Burmese Rat-Tail Radish
Raphanus sativus, var. caudatus
Sweeter than other rat-tail radishes, this variety from Myanmar has delicious pods with a sweet and spicy flavor. Native to South Asia, this variety was collected from Karen farmers in the hills of Myanmar. It is called Thaba Paw Wah or Ta Ba Par (White Mustard Flower). Karen people adore this plant for the leaves and edible flowers as well as the pods. The young white flower shoots are delicious blanched or cooked in simple soups and can be eaten as a side to any meal. The pods are eaten raw as a snack in the field, at home dipped in fish/chili paste, on the side of pickled tea leaf salad, or used in a spicy chicken or fish soup with other garden vegetables. Karen refugees flock to our farm to buy this variety as they say the rich flavor reminds them of home, gives them energy throughout the day and help elders and kids who are feeling weak.
Days to Maturity: 50
Seeds per pack: 100
Planting / harvesting notes
Direct seed 3 inches apart in rows 12 inches apart in early spring through summer. Succession plantings every 3-4 weeks can provide continual harvest later in the season.
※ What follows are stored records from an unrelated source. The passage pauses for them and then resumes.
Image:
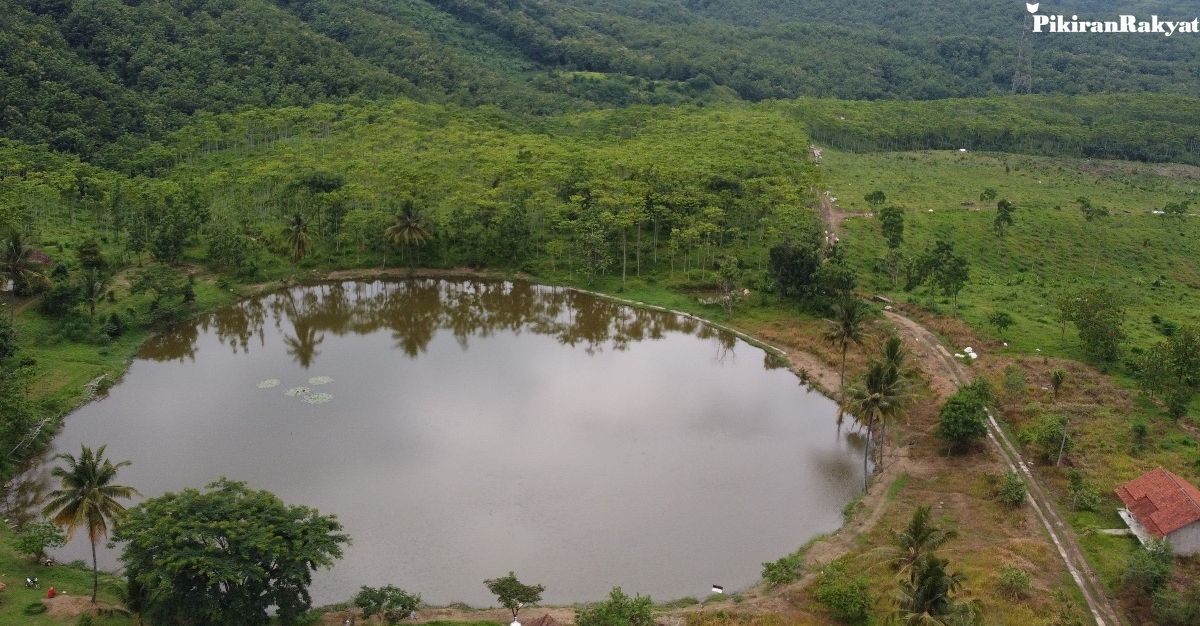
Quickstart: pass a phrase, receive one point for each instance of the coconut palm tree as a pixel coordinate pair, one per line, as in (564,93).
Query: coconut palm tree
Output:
(93,289)
(927,599)
(918,539)
(846,326)
(408,229)
(21,266)
(297,233)
(893,356)
(87,498)
(867,402)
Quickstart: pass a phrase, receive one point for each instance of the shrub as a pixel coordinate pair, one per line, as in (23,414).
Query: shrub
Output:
(389,602)
(618,611)
(1011,489)
(785,570)
(7,338)
(963,420)
(1014,582)
(847,597)
(33,539)
(1150,567)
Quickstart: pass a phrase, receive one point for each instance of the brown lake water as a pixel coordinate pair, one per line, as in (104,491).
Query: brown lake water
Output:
(461,429)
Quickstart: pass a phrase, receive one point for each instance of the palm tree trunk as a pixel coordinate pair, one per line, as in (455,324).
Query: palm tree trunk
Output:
(95,573)
(841,375)
(867,455)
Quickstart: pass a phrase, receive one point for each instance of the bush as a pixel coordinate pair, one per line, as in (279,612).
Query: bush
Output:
(1014,582)
(1011,489)
(1150,567)
(618,611)
(963,420)
(59,300)
(847,597)
(7,338)
(785,570)
(1177,609)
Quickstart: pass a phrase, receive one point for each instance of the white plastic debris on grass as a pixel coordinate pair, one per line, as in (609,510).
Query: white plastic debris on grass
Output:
(317,398)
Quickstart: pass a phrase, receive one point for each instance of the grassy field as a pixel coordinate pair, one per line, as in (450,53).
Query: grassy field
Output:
(66,579)
(1151,260)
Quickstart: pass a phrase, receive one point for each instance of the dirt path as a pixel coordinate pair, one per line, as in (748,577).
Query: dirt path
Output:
(947,373)
(1061,534)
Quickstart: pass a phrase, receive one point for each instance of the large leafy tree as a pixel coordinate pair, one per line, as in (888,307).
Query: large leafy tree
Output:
(1170,371)
(409,229)
(513,594)
(226,554)
(22,266)
(88,498)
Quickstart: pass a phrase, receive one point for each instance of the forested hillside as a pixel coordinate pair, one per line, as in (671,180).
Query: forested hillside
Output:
(101,77)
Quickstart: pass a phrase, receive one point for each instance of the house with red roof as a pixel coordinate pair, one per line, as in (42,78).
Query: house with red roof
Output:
(1162,505)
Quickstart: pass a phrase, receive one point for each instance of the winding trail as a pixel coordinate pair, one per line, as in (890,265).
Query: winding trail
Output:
(945,368)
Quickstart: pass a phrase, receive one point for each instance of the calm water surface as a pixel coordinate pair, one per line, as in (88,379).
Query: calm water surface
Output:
(479,427)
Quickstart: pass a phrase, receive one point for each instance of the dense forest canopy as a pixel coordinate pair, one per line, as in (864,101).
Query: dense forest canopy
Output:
(101,77)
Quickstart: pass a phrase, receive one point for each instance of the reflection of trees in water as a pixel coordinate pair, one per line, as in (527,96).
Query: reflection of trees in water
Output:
(415,311)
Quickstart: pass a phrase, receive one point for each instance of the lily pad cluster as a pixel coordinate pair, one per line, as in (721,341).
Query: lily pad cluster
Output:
(304,392)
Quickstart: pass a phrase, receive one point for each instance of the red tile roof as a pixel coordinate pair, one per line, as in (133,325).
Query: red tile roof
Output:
(1162,501)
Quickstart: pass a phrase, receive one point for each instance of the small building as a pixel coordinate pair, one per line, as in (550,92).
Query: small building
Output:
(1162,505)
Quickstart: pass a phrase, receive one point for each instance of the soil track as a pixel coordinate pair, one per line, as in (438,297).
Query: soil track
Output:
(947,373)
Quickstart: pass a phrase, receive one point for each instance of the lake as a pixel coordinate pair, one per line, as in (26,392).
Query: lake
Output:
(465,428)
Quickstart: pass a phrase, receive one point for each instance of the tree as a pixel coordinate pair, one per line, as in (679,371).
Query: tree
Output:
(846,326)
(922,536)
(34,539)
(297,234)
(963,420)
(1098,313)
(729,278)
(1056,380)
(1150,567)
(513,594)
(227,554)
(1005,211)
(390,602)
(409,229)
(618,611)
(90,256)
(1001,320)
(892,226)
(22,268)
(91,287)
(1170,371)
(88,498)
(929,596)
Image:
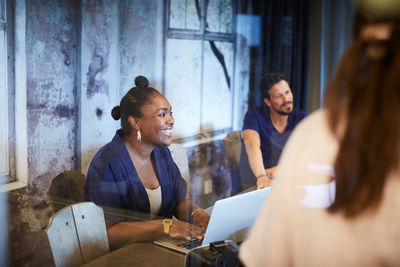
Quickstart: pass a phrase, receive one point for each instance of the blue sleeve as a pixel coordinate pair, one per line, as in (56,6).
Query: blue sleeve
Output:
(180,186)
(250,121)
It is heat tolerant, but does best in spring. This variety will thrive in most soil conditions, but loose fertile soil is best. Plants have very vigorous growth and prolific production reaching over 5’ tall and branching out in all directions, so give them plenty of room. Plants can be staked, trellised, or caged for easy picking. The pods don’t ripen uniformly, so pick over 2-4 weeks. The more you pick, the more they produce. The immature pods should be picked when they are a skinny bean size, and before the seeds form. For cooking, you can pick slightly larger pods as well.
Seed keeping notes
For seed saving, leave them in for 65-80 days until the pods fully dry and become crunchy/crispy. Harvest the seedhead below the lowest ripe seed pods, and hang in a sunny, dry place if it needs to dry a little more. Thresh seed pods by pushing through screens, rubbing between your hands, or stomping in buckets. Sift out larger chaff and use wind, breath, or fans to winnow away the lighter weight chaff from the seed.